# Welche Gründe führen zu einer endlos tiefen XML?



## javanatting (19. Jun 2015)

Hallo Leute,
ich habe ein kleines Problem. ich wollte Objekte in einer XML Datei speichern, habe auch entsprechende Annotationen benutzt und ein RootElement ausgewählt. Allerdings bekomme ich diese Exception auf meiner Konsole und bekomme das Problem auch nicht gelöst:

*com.sun.istack.internal.SAXException2: Ein Zyklus wird in dem Objektdiagramm ermittelt. Dies verursacht ein endlos tiefes XML*

Weiß jemand welche Faktoren eine solche Exception auslösen? Was könnte dahinter stecken? Und was bedeutet genau ein endlos tiefes XML? 
Ich hoffe jemand kann mir weiterhelfen 
danke schonmal


----------



## stg (19. Jun 2015)

Du hast irgendwo einen Zyklus, steht doch da...


----------



## javanatting (19. Jun 2015)

stg hat gesagt.:


> Du hast irgendwo einen Zyklus, steht doch da...

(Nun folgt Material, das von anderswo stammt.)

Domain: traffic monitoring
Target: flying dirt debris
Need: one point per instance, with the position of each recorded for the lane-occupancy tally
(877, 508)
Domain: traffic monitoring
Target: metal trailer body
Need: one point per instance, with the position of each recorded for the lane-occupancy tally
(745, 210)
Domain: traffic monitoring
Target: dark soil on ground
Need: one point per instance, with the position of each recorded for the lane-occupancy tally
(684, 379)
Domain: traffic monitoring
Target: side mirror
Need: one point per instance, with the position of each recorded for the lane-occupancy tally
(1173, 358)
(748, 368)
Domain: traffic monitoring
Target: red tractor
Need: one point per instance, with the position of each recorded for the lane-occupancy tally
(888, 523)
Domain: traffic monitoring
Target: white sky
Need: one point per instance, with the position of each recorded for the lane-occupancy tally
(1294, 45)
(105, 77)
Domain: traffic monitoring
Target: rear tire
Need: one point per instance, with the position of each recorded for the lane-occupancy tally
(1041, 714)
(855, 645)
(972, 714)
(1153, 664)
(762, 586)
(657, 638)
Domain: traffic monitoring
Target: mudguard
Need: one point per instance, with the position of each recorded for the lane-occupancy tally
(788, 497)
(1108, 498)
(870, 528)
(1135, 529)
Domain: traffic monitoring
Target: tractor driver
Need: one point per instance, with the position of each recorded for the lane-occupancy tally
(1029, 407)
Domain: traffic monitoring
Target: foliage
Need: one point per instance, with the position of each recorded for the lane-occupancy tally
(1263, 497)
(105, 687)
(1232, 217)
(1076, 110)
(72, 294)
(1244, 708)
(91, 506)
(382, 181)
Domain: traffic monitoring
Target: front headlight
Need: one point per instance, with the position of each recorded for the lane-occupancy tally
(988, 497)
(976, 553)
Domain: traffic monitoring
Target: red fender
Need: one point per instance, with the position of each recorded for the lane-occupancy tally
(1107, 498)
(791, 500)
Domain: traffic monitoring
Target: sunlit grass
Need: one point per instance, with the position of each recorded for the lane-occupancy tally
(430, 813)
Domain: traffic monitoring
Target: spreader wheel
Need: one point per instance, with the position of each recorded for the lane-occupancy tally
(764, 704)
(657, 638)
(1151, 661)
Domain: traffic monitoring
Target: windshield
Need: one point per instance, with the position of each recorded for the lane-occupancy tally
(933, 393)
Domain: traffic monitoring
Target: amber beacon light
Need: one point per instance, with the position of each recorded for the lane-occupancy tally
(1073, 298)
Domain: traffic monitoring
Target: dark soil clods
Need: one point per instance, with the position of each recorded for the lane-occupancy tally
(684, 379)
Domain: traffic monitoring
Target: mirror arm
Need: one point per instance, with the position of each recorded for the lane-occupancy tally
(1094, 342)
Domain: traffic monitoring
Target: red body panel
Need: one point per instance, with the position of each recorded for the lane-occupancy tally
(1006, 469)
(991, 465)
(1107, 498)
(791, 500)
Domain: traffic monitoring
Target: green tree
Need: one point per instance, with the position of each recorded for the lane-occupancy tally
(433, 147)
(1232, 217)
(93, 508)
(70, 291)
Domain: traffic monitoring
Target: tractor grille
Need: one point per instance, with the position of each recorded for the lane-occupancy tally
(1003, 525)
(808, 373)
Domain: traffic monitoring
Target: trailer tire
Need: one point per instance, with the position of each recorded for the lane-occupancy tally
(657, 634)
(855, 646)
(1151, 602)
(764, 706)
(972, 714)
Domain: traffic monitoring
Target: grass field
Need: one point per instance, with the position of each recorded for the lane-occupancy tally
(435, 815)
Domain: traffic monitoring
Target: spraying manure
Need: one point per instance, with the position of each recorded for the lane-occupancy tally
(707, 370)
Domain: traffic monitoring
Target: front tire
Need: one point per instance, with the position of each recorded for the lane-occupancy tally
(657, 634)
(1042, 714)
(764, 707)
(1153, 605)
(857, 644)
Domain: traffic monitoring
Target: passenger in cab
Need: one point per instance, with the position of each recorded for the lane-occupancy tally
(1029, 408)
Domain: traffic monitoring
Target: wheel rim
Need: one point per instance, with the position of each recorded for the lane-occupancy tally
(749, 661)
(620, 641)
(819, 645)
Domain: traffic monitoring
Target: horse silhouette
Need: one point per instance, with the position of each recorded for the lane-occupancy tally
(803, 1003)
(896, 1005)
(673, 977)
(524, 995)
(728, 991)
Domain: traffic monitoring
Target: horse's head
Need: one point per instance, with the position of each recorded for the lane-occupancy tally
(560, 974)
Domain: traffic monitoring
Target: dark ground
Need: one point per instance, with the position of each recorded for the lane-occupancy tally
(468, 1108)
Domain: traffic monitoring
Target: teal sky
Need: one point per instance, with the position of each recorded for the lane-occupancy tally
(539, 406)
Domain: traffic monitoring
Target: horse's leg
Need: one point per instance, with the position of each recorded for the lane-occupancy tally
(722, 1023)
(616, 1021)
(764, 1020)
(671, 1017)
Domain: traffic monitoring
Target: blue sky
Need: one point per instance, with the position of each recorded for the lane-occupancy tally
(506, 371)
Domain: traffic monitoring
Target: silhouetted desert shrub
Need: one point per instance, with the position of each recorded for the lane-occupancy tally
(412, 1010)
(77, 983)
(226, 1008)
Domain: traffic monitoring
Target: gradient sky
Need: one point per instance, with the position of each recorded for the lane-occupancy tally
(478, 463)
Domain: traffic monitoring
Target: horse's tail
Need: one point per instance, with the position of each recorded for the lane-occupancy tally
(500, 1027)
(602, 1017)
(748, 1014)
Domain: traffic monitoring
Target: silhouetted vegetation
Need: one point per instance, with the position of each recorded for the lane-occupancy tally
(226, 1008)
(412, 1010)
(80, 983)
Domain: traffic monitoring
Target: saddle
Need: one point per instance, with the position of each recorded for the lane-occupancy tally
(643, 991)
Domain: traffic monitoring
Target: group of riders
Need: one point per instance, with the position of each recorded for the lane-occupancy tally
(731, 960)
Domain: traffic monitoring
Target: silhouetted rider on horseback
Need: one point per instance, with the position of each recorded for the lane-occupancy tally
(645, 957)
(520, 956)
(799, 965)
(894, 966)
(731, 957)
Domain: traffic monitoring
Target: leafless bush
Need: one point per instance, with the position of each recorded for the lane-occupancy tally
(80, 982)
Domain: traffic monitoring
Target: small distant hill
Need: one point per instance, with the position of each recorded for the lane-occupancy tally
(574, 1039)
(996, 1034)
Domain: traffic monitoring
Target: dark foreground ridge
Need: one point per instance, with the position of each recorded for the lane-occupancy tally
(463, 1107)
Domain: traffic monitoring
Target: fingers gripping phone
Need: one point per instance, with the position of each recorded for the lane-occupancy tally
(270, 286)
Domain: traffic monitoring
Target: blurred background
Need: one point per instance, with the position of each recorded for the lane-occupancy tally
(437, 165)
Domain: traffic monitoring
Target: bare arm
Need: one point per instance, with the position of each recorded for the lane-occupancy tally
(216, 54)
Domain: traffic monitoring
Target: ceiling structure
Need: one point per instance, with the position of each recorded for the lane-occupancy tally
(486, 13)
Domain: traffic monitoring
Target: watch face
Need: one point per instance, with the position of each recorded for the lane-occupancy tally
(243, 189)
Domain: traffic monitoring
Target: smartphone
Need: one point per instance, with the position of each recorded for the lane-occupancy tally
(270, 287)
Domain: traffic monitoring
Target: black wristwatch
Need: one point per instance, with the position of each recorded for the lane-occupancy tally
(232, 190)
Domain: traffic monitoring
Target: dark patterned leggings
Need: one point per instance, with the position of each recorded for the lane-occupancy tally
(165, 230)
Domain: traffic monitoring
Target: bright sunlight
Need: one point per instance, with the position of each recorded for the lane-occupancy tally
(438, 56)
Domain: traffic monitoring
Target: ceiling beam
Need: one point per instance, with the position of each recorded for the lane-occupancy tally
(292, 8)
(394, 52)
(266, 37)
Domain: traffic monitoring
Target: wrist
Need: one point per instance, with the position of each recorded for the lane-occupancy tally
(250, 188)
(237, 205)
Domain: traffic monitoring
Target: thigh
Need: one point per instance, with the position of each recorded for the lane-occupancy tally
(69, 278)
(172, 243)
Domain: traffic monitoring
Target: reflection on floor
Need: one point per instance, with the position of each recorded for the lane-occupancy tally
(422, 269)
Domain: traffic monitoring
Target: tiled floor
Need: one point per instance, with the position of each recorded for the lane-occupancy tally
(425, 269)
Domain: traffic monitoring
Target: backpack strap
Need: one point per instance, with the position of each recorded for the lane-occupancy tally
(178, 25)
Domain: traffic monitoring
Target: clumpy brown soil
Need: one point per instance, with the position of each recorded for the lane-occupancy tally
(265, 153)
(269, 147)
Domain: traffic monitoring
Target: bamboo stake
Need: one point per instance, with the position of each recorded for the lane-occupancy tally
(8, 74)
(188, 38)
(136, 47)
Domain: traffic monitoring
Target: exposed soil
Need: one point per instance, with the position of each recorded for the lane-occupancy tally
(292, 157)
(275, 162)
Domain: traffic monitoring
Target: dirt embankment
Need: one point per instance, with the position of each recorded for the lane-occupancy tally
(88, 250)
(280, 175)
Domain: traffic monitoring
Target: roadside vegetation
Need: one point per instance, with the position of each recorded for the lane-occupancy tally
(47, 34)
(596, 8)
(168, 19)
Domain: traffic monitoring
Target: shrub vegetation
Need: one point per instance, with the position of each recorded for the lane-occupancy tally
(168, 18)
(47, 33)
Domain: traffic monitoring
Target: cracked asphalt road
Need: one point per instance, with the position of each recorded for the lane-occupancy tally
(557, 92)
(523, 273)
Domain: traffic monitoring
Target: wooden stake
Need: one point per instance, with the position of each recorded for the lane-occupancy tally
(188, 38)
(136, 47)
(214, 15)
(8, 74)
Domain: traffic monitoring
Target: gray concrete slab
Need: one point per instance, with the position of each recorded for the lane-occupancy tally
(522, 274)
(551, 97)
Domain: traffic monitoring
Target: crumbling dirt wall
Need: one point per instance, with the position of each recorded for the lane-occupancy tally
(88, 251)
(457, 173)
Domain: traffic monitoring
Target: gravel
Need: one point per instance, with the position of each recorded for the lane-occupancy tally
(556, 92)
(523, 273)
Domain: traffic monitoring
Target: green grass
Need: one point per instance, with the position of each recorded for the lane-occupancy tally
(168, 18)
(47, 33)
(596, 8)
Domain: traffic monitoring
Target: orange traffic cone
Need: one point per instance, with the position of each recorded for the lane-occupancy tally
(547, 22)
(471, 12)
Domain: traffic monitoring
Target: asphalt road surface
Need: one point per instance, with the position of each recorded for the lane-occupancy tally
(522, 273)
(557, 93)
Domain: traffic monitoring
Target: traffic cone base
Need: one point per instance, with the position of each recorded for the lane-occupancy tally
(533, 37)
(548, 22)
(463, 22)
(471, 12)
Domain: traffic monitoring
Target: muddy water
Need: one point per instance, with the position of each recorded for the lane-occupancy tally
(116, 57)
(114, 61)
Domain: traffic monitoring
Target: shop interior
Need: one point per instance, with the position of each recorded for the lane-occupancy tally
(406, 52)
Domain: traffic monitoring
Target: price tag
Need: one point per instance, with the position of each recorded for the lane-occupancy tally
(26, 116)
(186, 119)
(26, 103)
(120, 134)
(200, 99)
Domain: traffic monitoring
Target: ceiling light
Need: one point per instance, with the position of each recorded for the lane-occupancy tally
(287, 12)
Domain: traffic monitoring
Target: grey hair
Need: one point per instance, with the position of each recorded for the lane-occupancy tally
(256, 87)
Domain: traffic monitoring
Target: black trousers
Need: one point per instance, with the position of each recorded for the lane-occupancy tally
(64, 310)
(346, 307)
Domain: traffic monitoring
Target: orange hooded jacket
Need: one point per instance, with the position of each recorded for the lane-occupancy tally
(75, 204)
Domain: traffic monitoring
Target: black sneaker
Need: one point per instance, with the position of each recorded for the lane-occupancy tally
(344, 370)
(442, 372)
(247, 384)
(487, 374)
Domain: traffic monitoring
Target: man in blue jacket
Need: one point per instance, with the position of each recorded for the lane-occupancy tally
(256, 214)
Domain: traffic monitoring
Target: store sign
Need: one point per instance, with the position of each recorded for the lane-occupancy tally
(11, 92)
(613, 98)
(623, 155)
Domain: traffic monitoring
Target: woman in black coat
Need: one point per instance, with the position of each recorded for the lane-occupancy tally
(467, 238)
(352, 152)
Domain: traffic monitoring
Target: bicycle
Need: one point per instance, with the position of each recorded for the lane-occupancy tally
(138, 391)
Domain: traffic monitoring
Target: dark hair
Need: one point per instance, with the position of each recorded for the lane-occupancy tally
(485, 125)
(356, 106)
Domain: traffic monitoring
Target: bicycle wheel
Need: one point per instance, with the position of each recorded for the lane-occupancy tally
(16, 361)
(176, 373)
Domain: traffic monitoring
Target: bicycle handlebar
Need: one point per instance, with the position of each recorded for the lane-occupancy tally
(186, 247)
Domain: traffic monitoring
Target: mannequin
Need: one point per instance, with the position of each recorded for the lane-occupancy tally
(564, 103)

ich weiß dass irgendwo ein Zyklus ist. Aber wie kann ich ihn stoppen? habe wirklich vieles ausprobiert und meine vermutungen gehabt. allerdings hat das alles nicht geholfen. Hättest du eine Idee wonach ich nochmal suchen könnte?


----------



## Thallius (19. Jun 2015)

Eine Klasse hat ein Attribut welches auf seine eigene Instanz zeigt z.B.

Gruß

Thallius


----------



## javanatting (20. Jun 2015)

Thallius hat gesagt.:


> Eine Klasse hat ein Attribut welches auf seine eigene Instanz zeigt z.B.
> 
> Gruß
> 
> Thallius



Okay, vielen Dank ich schau gleich mal nach

Gruß

javanatting


----------